Zina B. Ward

Much of science is aimed at producing homogeneity: experiments are designed to isolate uniform causal factors, data are expected to be observer-independent, and replications show that findings are stable across laboratories. Moreover, induction itself is often thought to require an assumption that nature is regular or uniform. The things we study, however, are often inconveniently heterogeneous. So too are the people studying them: different scientists adopt different assumptions, approaches, and values. My research explores what the ubiquity of such variation means for our philosophical understanding of science and for science itself.

Variation and Natural Kinds

My book project, From Clusters to Kinds: A Naturalized Epistemology of Classification, develops a novel cluster theory of kinds that aims to capture the role of kinds in our cognitive economy. (In a recent paper on William Whewell I offer a general characterization of the family of cluster theories of kinds.) Compared to existing cluster theories, my account is minimal in the sense that it holds only that kinds are clusters of objects in an abstract property space, i.e., a multidimensional space whose axes represent significant properties objects can have. Such property clusters are hybrid entities shaped by both the structure of the world and what we find interesting in it. I show that this view of kinds has important normative implications for the practice of classification.

Philosophy of Neuroscience and Psychology

We think, feel, and perceive differently from one another. My doctoral research examined the scientific and philosophical consequences of such individual differences in cognitive science. In published work, I formulate a theory of what it takes to explain variation, discuss the different ways we characterize individual differences in cognitive science, and reconsider how neuroscientific data should be aggregated in the face of variation between brains. (The latter paper won the 2022 Popper Prize.)

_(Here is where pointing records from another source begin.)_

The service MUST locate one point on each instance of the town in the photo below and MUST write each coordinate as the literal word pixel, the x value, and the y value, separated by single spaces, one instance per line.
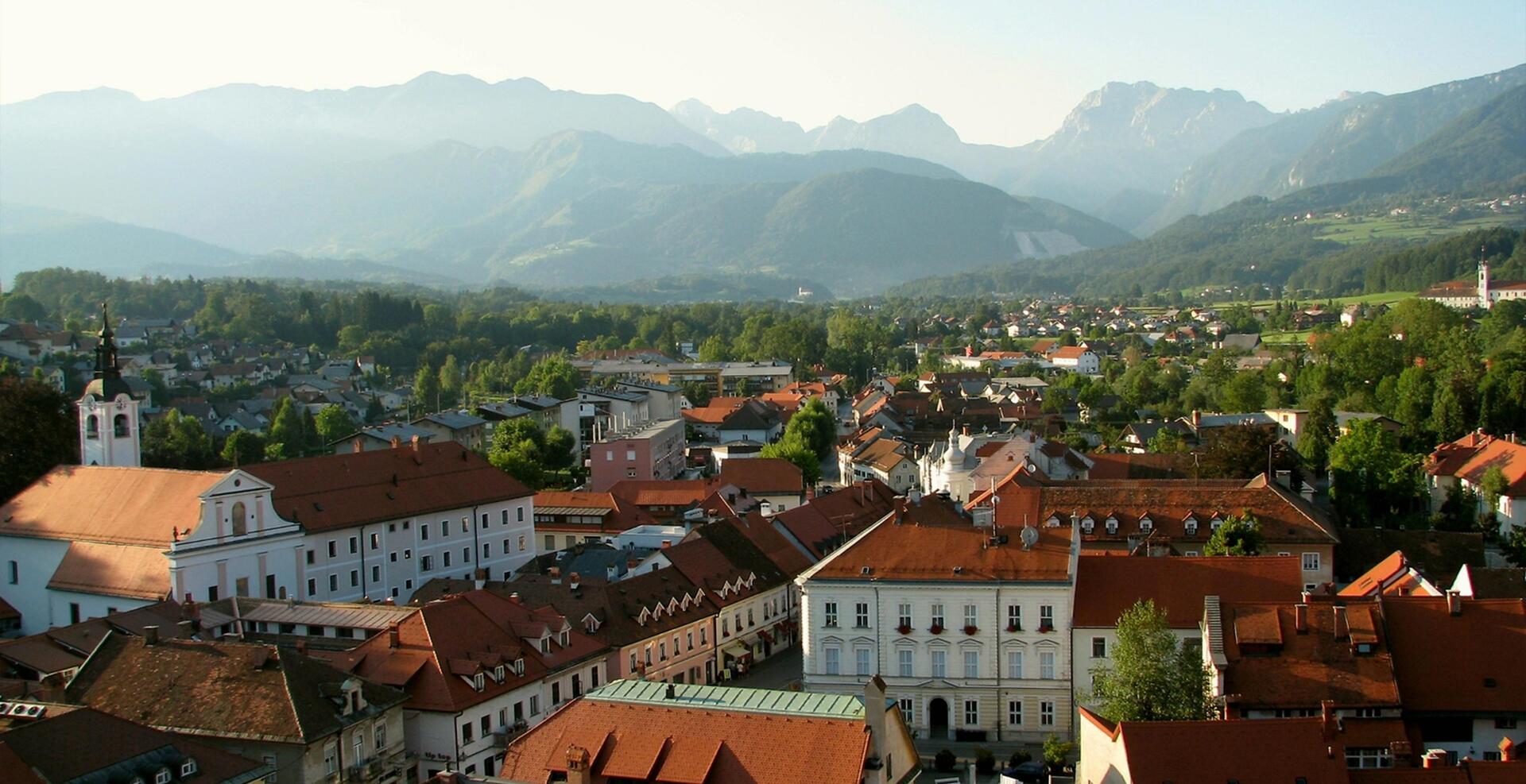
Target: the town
pixel 1058 537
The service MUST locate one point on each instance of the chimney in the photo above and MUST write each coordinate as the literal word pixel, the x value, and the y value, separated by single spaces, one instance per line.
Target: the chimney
pixel 579 767
pixel 875 713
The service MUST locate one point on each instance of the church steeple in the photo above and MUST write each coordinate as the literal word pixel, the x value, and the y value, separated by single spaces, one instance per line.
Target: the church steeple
pixel 109 424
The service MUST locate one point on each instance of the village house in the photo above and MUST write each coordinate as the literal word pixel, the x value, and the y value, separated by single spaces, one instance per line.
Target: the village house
pixel 301 717
pixel 966 623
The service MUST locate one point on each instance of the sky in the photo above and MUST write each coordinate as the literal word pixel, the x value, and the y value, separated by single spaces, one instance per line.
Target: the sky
pixel 998 72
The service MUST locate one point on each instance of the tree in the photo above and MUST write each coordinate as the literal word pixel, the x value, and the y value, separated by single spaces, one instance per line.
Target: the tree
pixel 796 450
pixel 243 447
pixel 553 377
pixel 1493 485
pixel 1240 535
pixel 1319 434
pixel 426 388
pixel 286 431
pixel 177 441
pixel 335 423
pixel 1152 678
pixel 449 382
pixel 37 432
pixel 1373 481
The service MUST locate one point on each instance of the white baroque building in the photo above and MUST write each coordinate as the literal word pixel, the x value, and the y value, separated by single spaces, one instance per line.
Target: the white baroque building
pixel 966 624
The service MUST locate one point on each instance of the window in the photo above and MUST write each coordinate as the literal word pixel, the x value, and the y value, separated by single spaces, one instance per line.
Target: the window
pixel 1375 757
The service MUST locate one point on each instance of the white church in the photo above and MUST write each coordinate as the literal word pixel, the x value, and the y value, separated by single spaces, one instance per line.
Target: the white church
pixel 1482 293
pixel 110 535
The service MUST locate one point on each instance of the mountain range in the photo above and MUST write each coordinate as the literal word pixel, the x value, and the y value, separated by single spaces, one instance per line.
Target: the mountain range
pixel 452 179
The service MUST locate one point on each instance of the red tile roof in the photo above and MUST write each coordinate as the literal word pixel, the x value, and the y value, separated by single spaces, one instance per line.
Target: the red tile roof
pixel 1237 751
pixel 763 475
pixel 1108 585
pixel 1469 662
pixel 1273 666
pixel 463 635
pixel 109 504
pixel 363 487
pixel 950 554
pixel 691 745
pixel 1168 502
pixel 1474 454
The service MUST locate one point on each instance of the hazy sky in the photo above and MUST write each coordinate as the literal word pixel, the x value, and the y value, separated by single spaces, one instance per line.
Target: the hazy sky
pixel 998 72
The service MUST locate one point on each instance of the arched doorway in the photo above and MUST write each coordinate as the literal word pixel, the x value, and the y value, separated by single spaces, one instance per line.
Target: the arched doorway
pixel 937 719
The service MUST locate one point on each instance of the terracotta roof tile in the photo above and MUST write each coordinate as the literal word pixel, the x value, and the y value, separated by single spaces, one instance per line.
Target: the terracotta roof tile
pixel 347 490
pixel 1458 662
pixel 1110 585
pixel 107 504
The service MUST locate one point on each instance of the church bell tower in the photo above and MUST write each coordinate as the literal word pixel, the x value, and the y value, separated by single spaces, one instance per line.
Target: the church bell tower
pixel 109 424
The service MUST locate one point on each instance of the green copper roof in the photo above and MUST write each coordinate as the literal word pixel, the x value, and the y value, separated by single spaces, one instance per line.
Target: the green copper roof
pixel 733 699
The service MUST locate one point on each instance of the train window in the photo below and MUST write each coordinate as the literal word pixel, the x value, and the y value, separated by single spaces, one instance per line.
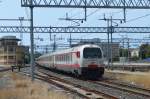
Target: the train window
pixel 92 53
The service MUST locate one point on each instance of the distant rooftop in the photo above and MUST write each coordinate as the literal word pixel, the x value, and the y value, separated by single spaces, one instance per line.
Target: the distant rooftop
pixel 9 38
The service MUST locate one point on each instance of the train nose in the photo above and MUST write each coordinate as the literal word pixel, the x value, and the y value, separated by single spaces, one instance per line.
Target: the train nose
pixel 92 66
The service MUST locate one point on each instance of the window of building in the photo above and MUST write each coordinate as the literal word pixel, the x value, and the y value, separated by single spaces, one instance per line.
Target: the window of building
pixel 11 57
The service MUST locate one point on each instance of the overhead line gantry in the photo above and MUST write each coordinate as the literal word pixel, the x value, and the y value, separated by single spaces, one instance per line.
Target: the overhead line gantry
pixel 40 29
pixel 131 4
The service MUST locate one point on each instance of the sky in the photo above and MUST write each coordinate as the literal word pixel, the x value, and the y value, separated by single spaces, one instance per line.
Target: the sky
pixel 11 9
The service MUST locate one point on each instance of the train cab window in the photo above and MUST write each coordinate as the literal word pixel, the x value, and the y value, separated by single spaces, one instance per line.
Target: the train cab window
pixel 92 53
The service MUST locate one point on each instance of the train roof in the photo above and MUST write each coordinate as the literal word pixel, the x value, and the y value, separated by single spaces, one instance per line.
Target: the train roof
pixel 70 49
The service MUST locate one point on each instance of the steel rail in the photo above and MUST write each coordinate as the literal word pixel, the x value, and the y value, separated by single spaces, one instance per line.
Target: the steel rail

There is also variability in the representational ascriptions made to minds and brains. Although philosophers have focused their attention on sensory representation, neuroscientists and psychologists ascribe content to a diverse array of non-sensory states, including motor states. In a recent paper I trace the history of the concept of representation through an early debate about what the motor cortex “represents.” I’m now writing a paper on what it means for a motor state to be a representation. In future work I plan to explore other classic puzzles about representation in the motor domain.

Values in Science

Scientists routinely draw different conclusions based on their differing values, but philosophers disagree about whether this is legitimate. I aim to put these discussions of values in science on firmer footing by examining the nature of values and the role of scientific claims in public discourse. In one paper I propose a disambiguation of how values relate to scientific choices. I then use my taxonomy to critically assess the view that non-epistemic values must play a role in scientific justification. Elsewhere I argue that scientists apply epistemic values in different ways, but this doesn’t necessitate the involvement of non-epistemic values in science. I am now thinking about the role of scientific claims in public justification and how debates about values in science link up with discussions of pragmatic encroachment and the ethics of belief.

Data Ethics

Technological advances have made tools for exercising influence over people’s behavior increasingly powerful. I am interested in moral and political questions raised by such automated influence. I am currently working on a collaborative project on recommender systems (such as those found in Netflix, Spotify, Instagram, and Google search). We propose a taxonomy of recommender systems that captures how specific design features make such systems more or less threatening to users’ agency. I am also thinking about what makes an automated decision-making system fair and what philosophers can add to technical discussions of algorithmic fairness.